LAIR1 drives glioma progression by nuclear focal adhesion kinase dependent expressions of cyclin D1 and immunosuppressive chemokines/cytokines.

机构信息

Department of Pharmacology, School of Basic Medical Sciences, Capital Medical University, Beijing, P.R. China.

Department of Immunology, School of Basic Medical Sciences, Binzhou Medical University, Yantai, Shandong, 264003, P.R. China.

出版信息

Cell Death Dis. 2023 Oct 16;14(10):684. doi: 10.1038/s41419-023-06199-9.

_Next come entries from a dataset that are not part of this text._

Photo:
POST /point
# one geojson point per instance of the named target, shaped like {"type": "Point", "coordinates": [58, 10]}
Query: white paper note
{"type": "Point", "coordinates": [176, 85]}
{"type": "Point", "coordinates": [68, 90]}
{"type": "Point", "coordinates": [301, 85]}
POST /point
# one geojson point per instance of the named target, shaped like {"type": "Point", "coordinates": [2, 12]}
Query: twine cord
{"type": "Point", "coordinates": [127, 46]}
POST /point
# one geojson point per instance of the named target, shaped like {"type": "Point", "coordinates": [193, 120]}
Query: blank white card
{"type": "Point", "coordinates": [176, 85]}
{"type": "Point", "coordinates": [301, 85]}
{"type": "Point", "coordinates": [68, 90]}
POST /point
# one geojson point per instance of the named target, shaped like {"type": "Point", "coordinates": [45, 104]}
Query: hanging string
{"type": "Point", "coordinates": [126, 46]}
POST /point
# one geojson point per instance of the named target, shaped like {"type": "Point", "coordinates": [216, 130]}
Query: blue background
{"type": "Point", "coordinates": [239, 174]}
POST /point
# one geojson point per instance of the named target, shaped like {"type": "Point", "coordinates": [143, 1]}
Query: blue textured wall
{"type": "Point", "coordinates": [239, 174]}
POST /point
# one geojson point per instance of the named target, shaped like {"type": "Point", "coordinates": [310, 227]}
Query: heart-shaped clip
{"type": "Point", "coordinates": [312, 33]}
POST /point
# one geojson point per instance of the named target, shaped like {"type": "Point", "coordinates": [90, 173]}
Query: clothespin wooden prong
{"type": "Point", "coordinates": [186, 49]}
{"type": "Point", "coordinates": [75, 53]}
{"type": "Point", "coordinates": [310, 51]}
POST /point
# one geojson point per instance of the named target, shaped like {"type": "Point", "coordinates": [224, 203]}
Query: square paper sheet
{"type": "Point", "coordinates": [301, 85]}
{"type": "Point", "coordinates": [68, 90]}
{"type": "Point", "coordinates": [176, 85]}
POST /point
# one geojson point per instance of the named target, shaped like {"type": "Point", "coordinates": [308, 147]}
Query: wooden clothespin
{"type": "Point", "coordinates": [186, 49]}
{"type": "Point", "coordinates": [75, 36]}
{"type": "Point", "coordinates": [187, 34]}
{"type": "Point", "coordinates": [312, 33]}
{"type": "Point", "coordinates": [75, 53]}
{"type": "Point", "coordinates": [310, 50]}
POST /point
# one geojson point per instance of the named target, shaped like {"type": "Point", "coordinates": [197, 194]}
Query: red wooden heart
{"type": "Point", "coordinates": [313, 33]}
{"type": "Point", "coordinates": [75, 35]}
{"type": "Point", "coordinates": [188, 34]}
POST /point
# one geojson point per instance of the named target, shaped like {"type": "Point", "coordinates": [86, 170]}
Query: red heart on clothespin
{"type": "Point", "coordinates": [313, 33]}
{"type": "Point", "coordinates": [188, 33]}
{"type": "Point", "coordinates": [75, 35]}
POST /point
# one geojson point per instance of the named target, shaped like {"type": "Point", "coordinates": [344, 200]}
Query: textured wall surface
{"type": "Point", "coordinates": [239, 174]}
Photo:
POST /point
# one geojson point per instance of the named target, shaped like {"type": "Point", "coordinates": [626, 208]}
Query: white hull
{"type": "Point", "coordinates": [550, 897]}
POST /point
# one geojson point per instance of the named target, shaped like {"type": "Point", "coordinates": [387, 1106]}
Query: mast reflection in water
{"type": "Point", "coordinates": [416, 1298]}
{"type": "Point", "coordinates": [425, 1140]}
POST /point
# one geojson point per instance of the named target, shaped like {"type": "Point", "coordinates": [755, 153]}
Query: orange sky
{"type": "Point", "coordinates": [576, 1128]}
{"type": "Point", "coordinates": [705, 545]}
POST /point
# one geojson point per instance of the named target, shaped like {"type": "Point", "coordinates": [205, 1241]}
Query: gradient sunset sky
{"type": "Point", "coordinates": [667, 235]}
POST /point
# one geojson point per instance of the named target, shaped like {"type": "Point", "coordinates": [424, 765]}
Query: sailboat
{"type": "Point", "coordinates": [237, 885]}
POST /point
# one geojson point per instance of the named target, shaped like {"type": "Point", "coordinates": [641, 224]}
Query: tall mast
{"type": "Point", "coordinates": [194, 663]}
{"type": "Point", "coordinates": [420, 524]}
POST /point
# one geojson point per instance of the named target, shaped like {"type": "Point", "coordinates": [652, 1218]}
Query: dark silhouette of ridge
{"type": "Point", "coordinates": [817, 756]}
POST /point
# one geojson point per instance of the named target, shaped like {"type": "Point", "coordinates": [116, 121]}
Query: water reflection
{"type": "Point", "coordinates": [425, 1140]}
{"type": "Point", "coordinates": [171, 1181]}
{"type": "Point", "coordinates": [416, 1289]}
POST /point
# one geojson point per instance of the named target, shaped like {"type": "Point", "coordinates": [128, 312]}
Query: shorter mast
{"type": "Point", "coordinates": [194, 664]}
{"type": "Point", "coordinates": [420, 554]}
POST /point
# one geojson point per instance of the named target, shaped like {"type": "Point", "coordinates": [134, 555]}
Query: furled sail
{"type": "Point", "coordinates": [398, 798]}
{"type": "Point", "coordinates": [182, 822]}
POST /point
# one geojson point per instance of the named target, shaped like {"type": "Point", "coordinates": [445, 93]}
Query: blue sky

DOI:10.1038/s41419-023-06199-9
PMID:37845206
原文链接:https://pmc.ncbi.nlm.nih.gov/articles/PMC10579300/
Abstract

Leukocyte-associated immunoglobulin-like receptor-1 (LAIR1), an immune receptor containing immunoreceptor tyrosine-based inhibiory motifs (ITIMs), has emerged as an attractive target for cancer therapy. However, the intrinsic function of LAIR1 in gliomas remains unclear. In this study, the poor prognosis of glioma patients and the malignant proliferation of glioma cells in vitro and in vivo were found to be closely correlated with LAIR1. LAIR1 facilitates focal adhesion kinase (FAK) nuclear localization, resulting in increased transcription of cyclin D1 and chemokines/cytokines (CCL5, TGFβ2, and IL33). LAIR1 specifically supports in the immunosuppressive glioma microenvironment via CCL5-mediated microglia/macrophage polarization. SHP2 (PTP domain mutant) or FAK (non-nuclear localizing mutant) significantly reversed the LAIR1-induced growth enhancement in glioma cells. In addition, LAIR1 (ITIMs mutant) and SHP2 mutants significantly reduced FAK nuclear localization, as well as CCL5 and cyclin D1 expression. Further experiments revealed that the ITIMs of LAIR1 recruited SH2-containing phosphatase 2 (SHP2), which then interacted with FAK and induced FAK nuclear localization. This study uncovered a critical role for intrinsic LAIR1 in facilitating glioma malignant progression and demonstrated a requirement for LAIR1 and SHP2 to enhance FAK nuclear localization.

摘要

白细胞相关免疫球蛋白样受体 1(LAIR1)是一种含有免疫受体酪氨酸抑制基序(ITIM)的免疫受体,已成为癌症治疗的一个有吸引力的靶点。然而,LAIR1 在神经胶质瘤中的内在功能仍不清楚。本研究发现,神经胶质瘤患者的预后不良以及神经胶质瘤细胞在体外和体内的恶性增殖与 LAIR1 密切相关。LAIR1 促进粘着斑激酶(FAK)核定位,导致细胞周期蛋白 D1 和趋化因子/细胞因子(CCL5、TGFβ2 和 IL33)转录增加。LAIR1 通过 CCL5 介导的小胶质细胞/巨噬细胞极化,特异性支持免疫抑制性神经胶质瘤微环境。SHP2(PTP 结构域突变体)或 FAK(非核定位突变体)显著逆转了 LAIR1 诱导的神经胶质瘤细胞生长增强。此外,LAIR1(ITIM 突变体)和 SHP2 突变体显著降低了 FAK 的核定位以及 CCL5 和细胞周期蛋白 D1 的表达。进一步的实验表明,LAIR1 的 ITIM 募集了含 SH2 结构域的磷酸酶 2(SHP2),然后与 FAK 相互作用并诱导 FAK 核定位。本研究揭示了内在的 LAIR1 在促进神经胶质瘤恶性进展中的关键作用,并证明了 LAIR1 和 SHP2 增强 FAK 核定位的必要性。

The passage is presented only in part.